There were pictures of strange-looking equipment, in particular what appeared to be a head brace that was anchored in place by screws to the temples. It was being tested on a mannequin’s head, but Hannah could imagine the suffering such a device would inflict on the living. And then the body turned up again, lying on the ground now, broken, inert, very much dead. What terrible happening, what ghastly encounter, had been recorded by the photographer?

The remaining photographs in the accordion file provided no answers. They were almost abstract, mere blotches and ripples and blobs that resembled Jolene’s canvases more than anything else. If they were close-ups, it was impossible to know of what. More likely, Hannah thought, they were mistakes. The camera hadn’t been properly focused or the photographer had moved, just as he snapped the shutter. As it was, she wondered what kind of person would allow himself to take photographs like these. Or keep them.

She had no idea how long she sat there, searching her mind for a story, a conceivable set of circumstances that would make sense of this discovery.
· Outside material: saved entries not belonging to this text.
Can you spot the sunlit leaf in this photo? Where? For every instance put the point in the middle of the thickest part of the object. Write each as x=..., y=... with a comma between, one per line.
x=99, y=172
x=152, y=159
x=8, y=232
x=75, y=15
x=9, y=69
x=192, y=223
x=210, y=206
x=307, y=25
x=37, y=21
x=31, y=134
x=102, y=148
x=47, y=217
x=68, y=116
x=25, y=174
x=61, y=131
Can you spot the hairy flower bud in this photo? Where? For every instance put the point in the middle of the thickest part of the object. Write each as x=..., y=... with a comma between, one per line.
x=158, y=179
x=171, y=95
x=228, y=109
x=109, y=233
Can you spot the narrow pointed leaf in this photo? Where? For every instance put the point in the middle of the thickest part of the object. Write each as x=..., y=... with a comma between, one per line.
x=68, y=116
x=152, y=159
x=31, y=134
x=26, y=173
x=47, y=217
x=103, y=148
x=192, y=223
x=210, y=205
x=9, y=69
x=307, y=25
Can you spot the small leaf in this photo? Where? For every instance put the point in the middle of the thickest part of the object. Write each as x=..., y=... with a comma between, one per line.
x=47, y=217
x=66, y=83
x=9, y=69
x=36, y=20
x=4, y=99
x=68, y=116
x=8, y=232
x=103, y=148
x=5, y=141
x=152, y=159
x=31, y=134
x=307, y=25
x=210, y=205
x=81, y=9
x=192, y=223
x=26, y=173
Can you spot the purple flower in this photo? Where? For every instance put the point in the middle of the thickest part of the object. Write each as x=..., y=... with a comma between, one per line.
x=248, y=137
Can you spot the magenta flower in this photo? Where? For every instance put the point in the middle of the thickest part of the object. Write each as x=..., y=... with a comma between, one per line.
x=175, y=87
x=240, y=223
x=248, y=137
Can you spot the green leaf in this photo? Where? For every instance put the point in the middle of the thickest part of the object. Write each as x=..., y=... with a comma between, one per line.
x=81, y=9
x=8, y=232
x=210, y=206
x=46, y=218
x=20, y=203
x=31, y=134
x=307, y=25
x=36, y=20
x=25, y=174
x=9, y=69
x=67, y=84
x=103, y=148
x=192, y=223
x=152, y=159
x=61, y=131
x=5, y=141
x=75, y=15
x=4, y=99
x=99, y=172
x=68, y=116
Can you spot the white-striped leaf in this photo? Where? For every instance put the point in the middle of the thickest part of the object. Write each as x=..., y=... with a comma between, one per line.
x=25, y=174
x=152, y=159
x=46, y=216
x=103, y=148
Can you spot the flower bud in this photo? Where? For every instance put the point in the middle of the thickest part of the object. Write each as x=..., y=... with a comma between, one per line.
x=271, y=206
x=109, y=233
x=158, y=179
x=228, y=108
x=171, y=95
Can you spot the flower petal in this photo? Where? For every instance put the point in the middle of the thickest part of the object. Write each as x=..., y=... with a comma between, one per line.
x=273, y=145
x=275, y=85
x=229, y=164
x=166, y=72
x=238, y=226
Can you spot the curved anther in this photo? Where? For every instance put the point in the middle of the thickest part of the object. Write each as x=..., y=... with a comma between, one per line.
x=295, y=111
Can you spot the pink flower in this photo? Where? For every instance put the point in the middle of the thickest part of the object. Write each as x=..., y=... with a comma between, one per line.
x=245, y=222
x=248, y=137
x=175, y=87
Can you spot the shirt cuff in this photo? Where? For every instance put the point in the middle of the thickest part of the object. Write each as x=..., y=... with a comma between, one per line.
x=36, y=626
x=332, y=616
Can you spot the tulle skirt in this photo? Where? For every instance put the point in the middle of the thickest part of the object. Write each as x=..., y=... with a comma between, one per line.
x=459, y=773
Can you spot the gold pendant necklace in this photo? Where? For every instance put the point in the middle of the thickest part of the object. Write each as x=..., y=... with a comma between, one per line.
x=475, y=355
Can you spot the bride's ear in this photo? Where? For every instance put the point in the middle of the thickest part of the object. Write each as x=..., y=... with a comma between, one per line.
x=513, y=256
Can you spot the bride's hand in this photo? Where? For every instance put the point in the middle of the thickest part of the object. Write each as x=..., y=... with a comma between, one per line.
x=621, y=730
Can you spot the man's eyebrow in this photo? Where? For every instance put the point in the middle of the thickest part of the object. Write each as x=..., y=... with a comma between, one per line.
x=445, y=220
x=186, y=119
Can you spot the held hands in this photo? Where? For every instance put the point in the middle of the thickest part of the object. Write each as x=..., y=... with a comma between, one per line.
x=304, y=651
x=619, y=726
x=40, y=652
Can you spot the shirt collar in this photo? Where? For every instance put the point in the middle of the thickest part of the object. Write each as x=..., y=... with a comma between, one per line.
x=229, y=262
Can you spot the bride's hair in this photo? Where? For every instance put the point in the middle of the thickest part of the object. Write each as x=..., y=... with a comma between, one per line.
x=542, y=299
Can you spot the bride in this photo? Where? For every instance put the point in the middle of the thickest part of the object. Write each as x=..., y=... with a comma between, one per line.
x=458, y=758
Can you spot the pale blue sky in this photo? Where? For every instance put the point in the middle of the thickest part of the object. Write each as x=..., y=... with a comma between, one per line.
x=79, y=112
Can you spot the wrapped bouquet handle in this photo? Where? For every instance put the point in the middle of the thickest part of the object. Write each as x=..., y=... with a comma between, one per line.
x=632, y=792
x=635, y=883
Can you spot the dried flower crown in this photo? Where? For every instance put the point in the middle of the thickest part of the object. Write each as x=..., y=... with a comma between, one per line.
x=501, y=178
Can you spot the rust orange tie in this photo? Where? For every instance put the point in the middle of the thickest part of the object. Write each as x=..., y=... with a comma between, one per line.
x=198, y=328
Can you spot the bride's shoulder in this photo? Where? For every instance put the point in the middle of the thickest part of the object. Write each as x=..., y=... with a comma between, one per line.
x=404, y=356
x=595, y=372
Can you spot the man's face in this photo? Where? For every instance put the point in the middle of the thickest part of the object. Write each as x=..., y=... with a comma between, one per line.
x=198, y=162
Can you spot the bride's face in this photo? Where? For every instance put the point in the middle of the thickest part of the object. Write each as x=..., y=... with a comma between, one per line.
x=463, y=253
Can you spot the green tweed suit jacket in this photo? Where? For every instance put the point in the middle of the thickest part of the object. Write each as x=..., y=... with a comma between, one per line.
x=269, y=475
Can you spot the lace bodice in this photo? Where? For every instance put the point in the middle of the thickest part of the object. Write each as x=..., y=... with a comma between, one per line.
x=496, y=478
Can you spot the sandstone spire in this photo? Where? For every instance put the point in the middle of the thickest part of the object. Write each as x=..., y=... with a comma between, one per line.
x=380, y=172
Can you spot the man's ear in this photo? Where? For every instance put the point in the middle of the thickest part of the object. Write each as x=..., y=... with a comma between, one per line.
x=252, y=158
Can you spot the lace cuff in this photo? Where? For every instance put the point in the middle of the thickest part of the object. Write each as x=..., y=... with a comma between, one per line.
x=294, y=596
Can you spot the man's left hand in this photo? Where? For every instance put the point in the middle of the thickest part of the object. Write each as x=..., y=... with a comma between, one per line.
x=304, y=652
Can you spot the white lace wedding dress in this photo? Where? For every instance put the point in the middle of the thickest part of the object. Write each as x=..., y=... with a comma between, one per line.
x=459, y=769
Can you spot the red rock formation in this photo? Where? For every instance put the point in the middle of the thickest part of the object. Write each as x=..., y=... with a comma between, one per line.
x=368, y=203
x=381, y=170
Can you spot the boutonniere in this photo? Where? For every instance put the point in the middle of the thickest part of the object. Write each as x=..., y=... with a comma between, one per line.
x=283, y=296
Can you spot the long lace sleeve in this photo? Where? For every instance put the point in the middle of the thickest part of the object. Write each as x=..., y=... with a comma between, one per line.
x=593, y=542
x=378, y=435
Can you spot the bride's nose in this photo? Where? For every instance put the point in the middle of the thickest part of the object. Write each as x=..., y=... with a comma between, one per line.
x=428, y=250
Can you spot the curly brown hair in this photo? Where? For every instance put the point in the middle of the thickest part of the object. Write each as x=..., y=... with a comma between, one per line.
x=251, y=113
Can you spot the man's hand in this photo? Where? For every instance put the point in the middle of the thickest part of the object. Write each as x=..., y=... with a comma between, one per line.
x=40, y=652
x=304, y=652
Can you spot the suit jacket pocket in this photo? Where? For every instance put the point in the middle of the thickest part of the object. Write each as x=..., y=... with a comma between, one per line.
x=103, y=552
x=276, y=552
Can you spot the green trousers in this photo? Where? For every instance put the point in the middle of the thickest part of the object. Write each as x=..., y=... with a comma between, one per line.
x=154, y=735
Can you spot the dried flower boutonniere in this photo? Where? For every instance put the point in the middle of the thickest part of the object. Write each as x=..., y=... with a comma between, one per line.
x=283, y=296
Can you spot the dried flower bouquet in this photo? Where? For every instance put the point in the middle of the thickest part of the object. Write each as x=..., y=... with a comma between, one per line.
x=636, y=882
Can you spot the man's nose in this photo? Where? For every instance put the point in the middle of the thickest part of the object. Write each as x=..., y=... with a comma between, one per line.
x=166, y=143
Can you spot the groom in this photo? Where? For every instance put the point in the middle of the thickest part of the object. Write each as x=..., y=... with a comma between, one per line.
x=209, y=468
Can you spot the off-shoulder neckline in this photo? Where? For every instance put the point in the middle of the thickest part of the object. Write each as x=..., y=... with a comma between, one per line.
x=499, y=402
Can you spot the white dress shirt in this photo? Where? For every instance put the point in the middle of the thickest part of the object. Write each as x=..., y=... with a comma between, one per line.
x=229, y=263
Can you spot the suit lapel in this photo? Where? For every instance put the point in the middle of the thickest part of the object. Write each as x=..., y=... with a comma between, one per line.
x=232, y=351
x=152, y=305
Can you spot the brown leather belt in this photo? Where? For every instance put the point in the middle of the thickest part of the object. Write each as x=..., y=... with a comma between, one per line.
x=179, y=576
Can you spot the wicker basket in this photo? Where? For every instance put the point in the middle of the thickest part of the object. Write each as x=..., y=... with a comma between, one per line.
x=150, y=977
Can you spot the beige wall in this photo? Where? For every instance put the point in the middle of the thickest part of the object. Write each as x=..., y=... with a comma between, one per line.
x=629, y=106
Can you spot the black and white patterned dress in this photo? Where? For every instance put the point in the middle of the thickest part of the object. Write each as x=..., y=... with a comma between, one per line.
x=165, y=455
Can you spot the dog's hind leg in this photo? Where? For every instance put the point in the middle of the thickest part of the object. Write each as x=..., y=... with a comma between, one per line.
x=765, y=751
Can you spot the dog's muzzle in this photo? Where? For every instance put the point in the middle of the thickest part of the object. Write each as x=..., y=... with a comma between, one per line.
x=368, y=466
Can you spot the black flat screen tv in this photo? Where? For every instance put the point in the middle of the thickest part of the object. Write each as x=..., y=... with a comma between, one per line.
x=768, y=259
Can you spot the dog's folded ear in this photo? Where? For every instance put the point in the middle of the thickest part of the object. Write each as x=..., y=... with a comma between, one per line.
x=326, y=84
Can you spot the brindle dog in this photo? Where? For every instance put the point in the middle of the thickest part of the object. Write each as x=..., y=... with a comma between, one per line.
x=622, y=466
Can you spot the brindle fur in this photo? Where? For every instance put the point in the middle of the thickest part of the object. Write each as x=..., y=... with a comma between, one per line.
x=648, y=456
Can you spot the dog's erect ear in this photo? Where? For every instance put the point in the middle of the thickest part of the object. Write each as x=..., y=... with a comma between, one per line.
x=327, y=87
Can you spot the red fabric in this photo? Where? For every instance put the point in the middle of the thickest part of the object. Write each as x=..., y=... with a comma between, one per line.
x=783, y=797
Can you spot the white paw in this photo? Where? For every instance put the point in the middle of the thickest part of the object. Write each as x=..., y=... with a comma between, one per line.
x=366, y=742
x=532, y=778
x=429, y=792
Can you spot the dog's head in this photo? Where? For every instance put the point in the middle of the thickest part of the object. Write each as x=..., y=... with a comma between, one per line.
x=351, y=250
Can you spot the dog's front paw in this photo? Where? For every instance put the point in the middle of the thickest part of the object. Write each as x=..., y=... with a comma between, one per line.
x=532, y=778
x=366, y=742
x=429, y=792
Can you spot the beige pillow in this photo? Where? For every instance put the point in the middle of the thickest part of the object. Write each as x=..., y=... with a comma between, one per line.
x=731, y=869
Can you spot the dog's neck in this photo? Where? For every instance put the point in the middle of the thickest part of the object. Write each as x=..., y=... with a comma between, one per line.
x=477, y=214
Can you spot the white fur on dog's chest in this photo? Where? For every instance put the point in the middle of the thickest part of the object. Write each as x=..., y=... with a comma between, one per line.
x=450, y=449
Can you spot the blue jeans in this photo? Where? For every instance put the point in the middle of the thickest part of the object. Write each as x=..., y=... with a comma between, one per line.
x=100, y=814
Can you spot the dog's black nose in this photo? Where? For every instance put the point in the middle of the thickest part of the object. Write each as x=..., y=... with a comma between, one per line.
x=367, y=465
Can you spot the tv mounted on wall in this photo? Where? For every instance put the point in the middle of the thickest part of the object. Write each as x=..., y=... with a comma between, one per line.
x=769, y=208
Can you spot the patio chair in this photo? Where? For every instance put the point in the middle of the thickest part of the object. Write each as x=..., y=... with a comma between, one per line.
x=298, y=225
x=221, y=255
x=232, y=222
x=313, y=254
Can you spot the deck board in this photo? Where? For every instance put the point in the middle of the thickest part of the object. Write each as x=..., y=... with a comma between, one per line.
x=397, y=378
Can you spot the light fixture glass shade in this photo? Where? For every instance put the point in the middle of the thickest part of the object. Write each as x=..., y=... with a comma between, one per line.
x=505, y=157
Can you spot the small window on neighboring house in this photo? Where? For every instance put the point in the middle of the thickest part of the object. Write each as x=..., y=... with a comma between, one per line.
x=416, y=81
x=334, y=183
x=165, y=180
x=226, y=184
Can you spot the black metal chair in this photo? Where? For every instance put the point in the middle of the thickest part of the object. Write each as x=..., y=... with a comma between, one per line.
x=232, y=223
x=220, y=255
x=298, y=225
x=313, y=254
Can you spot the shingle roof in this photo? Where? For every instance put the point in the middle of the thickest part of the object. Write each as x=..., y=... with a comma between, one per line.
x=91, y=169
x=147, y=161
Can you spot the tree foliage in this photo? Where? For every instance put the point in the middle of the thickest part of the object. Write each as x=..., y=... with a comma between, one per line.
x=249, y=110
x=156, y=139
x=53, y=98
Her imagination wasn’t up to the challenge. Nothing came to her. She gathered up the photographs, not noticing that one had slipped off her lap and fallen to the floor, and tried to erase the troublesome thoughts from her head

All at once, she felt a sharp jab in her stomach, then another, and terror gripped her, until she realized that it was just the baby kicking.

It was kicking harder and more frequently now. She placed her hand on her stomach. Usually, the little thumps coming from her belly brought her such joy. Not today. Today the random kicks of this tiny creature seemed ominous, as if they were spelling out a warning in some primal Morse code, reminding her with each sharp, quick jab, to be on her guard.